Now if you use the symbol $(home), xhtmlpp will
  1. Look for variable $(home).
  2. Because $(home) does not exist, look for $(home.$(LANG)).

If you want to make a link to a variable which is in a different language than the current one in $(LANG) you can use the full symbol name and Xhtmlpp will add for you the 'hreflang=xx' attribute:

.define $(LANG)  es
$(*home=Home) -->
     <a href="http://www.myserver.com/spanish/index.html">Home</a>
$(*home.es=Home) -->
     <a href="http://www.myserver.com/spanish/index.html">Home</a>
$(*home.en=Home) -->
     <a href="http://www.myserver.com/english/index.html" hreflang=en>Home</a>

Generating Several Language Versions from a Single Source File

You can use the following trick. Write your source file as:

.if ("$(LANG)" eq "en")

  [... version in english ...]

.elsif ("$(LANG)" eq "es")

  [... version in spanish ...]

.elsif ("$(LANG)" eq "fr")

  [... version in french ...]

.endif

Then to process each language invoke xhtmlpp as 'xhtmlpp -set LANG=xx filename'. You can also write a simple shell script to process the three languages at once by calling three times to Xhtmlpp.

 

Xhtmlpp Guru Mode

Recognising that a True Guru does not have time to painfully mark-up large XHTML documents, xhtmlpp includes a basic text-to-XHTML converter. You can invoke this as a preprocessing phase to the normal xhtmlpp process. This is an either-or choice; you either use xhtmlpp commands in a XHTML document, or a text document and guru mode, but not a mixture of the two modes.

You can, usefully, use xhtmlpp's guru mode to mark-up a document, then fine-tune it by hand. Or you can eschew the fine-tuning and use it to create a web-version of a document which has plain text source (for example, an FAQ document which is regularly posted to a newsgroup or mailing list) See http://www.katspace.com//works/formatfaq.html for an example.

To use guru mode, run xhtmlpp with the '-guru' option:

xhtmlpp -guru filename

Guru mode works by recognising layout, and converting this to XHTML. Basically, guru mode relies on layout rules that also help to make the text readable in any case. For example, blank lines and indentation are significant in most places. One consequence of this is that the plain text file is very readable even before it is XHTML'd (assuming you do your bit to help things.)

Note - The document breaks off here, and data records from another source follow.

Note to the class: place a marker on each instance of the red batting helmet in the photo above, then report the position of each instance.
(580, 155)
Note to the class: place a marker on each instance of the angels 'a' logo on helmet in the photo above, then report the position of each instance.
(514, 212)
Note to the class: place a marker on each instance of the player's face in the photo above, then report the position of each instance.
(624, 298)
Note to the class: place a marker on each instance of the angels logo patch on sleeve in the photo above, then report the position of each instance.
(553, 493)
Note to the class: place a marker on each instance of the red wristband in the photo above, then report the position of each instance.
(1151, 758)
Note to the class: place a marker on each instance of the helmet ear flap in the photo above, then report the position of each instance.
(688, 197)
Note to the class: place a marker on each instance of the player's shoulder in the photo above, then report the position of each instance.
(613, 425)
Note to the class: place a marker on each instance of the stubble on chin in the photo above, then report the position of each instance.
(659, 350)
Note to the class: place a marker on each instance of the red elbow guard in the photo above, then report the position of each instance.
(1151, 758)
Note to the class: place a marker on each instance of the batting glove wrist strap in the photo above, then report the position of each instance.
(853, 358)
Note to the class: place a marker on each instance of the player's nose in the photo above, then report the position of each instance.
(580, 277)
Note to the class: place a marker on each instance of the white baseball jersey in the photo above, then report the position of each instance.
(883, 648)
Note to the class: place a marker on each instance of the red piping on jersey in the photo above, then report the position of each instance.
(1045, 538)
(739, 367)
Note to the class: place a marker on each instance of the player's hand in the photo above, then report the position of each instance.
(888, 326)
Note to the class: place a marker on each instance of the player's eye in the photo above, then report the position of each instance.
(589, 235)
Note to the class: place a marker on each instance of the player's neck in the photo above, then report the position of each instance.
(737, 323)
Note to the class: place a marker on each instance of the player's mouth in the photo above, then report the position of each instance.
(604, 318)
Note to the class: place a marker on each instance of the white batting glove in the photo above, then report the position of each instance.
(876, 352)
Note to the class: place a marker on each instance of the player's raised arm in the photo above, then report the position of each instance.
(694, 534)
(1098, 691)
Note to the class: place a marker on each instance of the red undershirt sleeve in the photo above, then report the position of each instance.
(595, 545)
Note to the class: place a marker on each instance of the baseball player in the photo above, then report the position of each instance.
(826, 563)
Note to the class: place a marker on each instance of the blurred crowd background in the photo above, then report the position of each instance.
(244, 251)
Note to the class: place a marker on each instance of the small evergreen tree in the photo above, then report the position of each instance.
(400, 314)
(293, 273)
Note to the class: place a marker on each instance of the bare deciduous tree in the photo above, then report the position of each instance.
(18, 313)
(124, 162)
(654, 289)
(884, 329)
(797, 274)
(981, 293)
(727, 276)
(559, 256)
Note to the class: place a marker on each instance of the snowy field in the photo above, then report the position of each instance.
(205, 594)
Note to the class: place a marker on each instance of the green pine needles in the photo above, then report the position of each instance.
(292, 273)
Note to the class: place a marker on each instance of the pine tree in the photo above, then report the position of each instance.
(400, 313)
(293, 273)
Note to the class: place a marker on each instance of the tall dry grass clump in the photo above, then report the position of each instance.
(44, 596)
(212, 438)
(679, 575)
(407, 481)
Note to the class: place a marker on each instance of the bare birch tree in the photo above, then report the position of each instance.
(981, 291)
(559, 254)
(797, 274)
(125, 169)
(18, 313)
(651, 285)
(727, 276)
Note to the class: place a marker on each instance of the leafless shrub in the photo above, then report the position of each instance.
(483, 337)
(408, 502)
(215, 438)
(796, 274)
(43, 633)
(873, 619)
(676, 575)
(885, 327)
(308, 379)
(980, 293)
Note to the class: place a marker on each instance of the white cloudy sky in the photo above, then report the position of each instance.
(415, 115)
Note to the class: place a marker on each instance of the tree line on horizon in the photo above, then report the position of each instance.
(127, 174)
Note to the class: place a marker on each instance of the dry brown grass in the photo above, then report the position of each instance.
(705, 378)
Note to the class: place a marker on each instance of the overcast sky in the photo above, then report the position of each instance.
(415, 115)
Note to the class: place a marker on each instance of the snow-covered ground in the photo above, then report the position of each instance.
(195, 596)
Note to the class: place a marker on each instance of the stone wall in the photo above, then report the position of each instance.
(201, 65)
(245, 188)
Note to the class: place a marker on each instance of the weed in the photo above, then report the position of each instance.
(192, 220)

In guru mode, xhtmlpp reads an input text file (with any name and extension except '.xhp') and creates an output file with the same name and the extension '.xhp'. It then processes this file as it would any normal input file. The '.xhp' file remains afterwards, so you can use it as the basis for further refinement if wanted. (You should call it something else, to avoid embarrasing mistakes.)

The other argument in guru mode is the '-notable' argument, which disables table creation (see below).

Standard Guru Mode Definitions

The file 'guru.def' is always inserted at the start of the newly-created file. You can modify this file as wanted, to tune the results of guru mode. You cannot choose another name for this file other than by changing xhtmlpp's source code, which I don't recommend (unless you read the Camel book).

Xhtmlpp looks for a file called 'guru.fmt' which may exist and which may redefine the various XHTML tags it uses. A file 'guru_opt.fmt' is supplied in the xhtmlpp distribution; rename or copy this to 'guru.fmt' and change any values you want to (I'd suggest you remove anything that does not change, just to make things clear). I've made it work in this way so that if you reinstall xhtmlpp, you don't loose your work.

Chapter and Section Headers

Xhtmlpp handles four levels of headers, H1, H2, H3, and H4. In the text these look like this:

Chapter Header
**************

Section Header
==============

Subsection Header
-----------------

Subsubsection Header
^^^^^^^^^^^^^^^^^^^^

The line following the header text must start with 3 or more asterisks, equals, hyphens or carets. I recommend that you start the document with a chapter header.

You can also request a horizontal rule (<hr />) by putting four or more dots on a line by themselves:

....

or four or more dashes on a line by themselves:

----

or four or more underscores on a line by themselves:

____

(What can I say? You're spoiled for choice! The thing is, that people often use dashes for lines in plain text documents, so I added it.)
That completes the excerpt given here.